Sıcak suyun altında dertlerim akar giderdi. En büyük felaketlerde bile sıcak bir suyun iyi geleceğini bilirdim. Ama bir saati aşkındır duş başlığının altında ıslanıyordum. Bir gram bile eksilmiyordu acım. Sebepsiz bir yara oluşuyordu içimde. Kanıyordu. Birden fazla yerden hem de. Sıkıntılı bir nefes verdim ve suyu kestim. Havlularıma sarılıp çıktım banyodan. İçeri buhardan görünmüyordu. Kapıyı açtığımda olan bütün buhar odama geçmişti. Derin bir nefes verdim. Gözlerim yatağıma kaydı. Çok uzun zaman geçmemişti üzerinden, hatta daha gün bile devirmemiştik o şey benim yatağımın ortasında bir fasulye tanesi gibi yatıyordu. Dudağımın kenarı kıvrıldı. Evi dinledim biraz, soluk seslerimden başka bir ses yoktu. Tek yaşam belirtisi benim soluğumdu. Issız bir evdi benim evim. Halbuki ki dün gece o kadar yüksek seslere şahit olmuştu ki... Issızlığı delip geçmişti o ses. 50 cm bir fasulye evimde yaşam belirtisi göstermişti.

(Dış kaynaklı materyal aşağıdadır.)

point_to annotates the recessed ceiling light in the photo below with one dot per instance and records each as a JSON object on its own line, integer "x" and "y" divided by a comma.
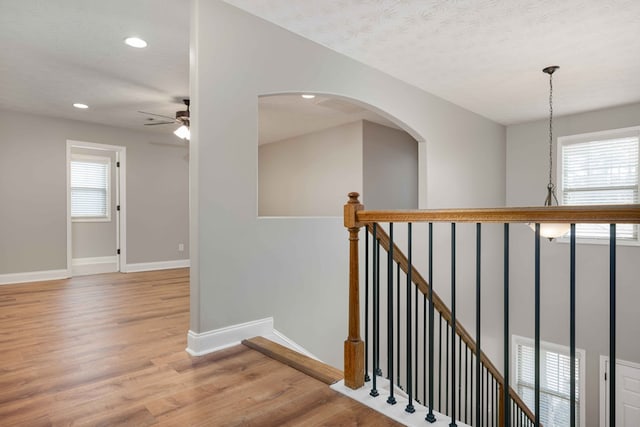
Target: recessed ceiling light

Düşüncelerimle boğuşmaktan sıyrılıp hızlıca üzerimi giyindim. Banyoya geri döndüm. Yatmadan önce aksatmadan yaptığım cilt bakım rutinimi yaptım. Nem maskemi yüzüme yerleştirirken aynadaki aksime baktım. Işığı sönmüş bir çift koyu kahve göz... Düz bir çizgiden farksız duran dudaklalar... Çatılmış kaşlar... Bu aksi yüz benimdi. Solgun, ışıltısız, renksiz yüz benimdi. 34 yaşında bir kadından daha çok 80 yaşını devirmiş bir nineye ait hissettiğim bu ruh...

Dışı kabuk bağlamış kalbim...

Elim kalbimin üzerine gitti. Hissetmeye çalıştım. Atmıyordu sanki. Duymuyordum. Elimin altında bir makine vardı da sadece kan pompalıyordu. Nefes alıyordum evet ama yaşıyor muydum? Kalbim kan pompalıyordu evet peki yaşıyor muydum?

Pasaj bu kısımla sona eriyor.